Pole dance is an aerial art and uses many muscles and poses that will be unfamiliar to you.  I have to make sure that my students have mastered basic moves before carrying on to more advanced ones.  Having a course of lessons with students of similar experience levels means that I can be sure that all students are ready for the next move, and also allows you watch and learn from each other.  If you know you are going to have to miss a class, I am always happy to try to accommodate you in one of my other classes which will be covering the same material.

Am I fit enough to pole dance?

Yes.  If you are fit enough to attend a 'normal' exercise class (even a low impact one), you're fit enough to start pole dancing.  We don't expect students to arrive at their first class already strong enough and flexible enough to perform advanced moves such as this.  We have a structured syllabus that works towards difficult moves in stages, giving you confidence in your ability.  You'll quickly find your overall strength and fitness improve dramatically.

 
Am I too old/young to pole dance?
The bones and joints of young people are particularly susceptible to damage, especially due to overtraining.  For this reason, I do not accept students under the age of 16.  If you are under 16 and are particularly keen to pole dance, please contact me and we can discuss training options that will prepare you for the pole without risk of injury.  Please remember, it is far better to wait until it safe to start your training than suffer long-term injury and joint problems.
 
There is no upper age limit for my classes.  Pole dance helps increase bone density and can be incredibly valuable for women pre and post-menopause.  As long as you have not been advised by your doctor that you should avoid exercise, pole dance is well within your grasp.

Do I need my own pole?
No.  We provide all the equipment you'll need during your lessons and give advice about training and stretching work you can do at home without a pole if you want to work out in between lessons.  Many students do find that they want a pole at home, however, and we're happy to advise on the best pole to suit your home and budget.  If you are thinking of buying a pole, be aware that many of the cheaper poles on the market are not designed for actual pole dancing.  Please be very, very careful if buying a pole without advice, as sub-standard poles can be dangerous.

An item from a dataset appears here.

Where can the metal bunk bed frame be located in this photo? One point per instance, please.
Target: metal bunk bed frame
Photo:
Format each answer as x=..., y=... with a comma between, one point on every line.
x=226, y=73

You say dangerous.  Is pole dance dangerous?
The answer to that is somewhere between yes and no.  Pole dance can be dangerous.  It's an aerial art, where we're frequently holding our entire bodyweight off the ground and are often inverted.  Obviously, there is a risk in hanging upside down on a pole whilst holding on by what looks like little more than a toenail and hope.  That said, high quality instruction, proper equipment (see above) and paying attention to your body make injury highly unlikely.  If you do have a pole at home, we recommend that you don't work on moves you're not confident with unless you have someone you trust present, watching and ready to assist you if something starts to go wrong.

Will it hurt?
Sadly, I do have to say yes to this one.  But not as much as you might imagine.  Any unfamiliar exercise can lead to DOMS, which is a soreness in the muscles a day or two after training.  This is perfectly normal and will diminish as you become more accustomed to the exercise.  There will also be some bruising at times.  This isn't the result of falling, but rather comes from trying to grip the pole with unfamiliar parts of the body, such as the back of the knee, or the inner thighs.  Again, this is perfectly normal and I can recommend some treatments if students are concerned.  Many pole dancers become quite proud of their pole bruises, as they're usually the sign of a new move mastered.
 
Obviously, if you are concerned about pain at any stage in your training, you should talk to your instructor and your doctor about it.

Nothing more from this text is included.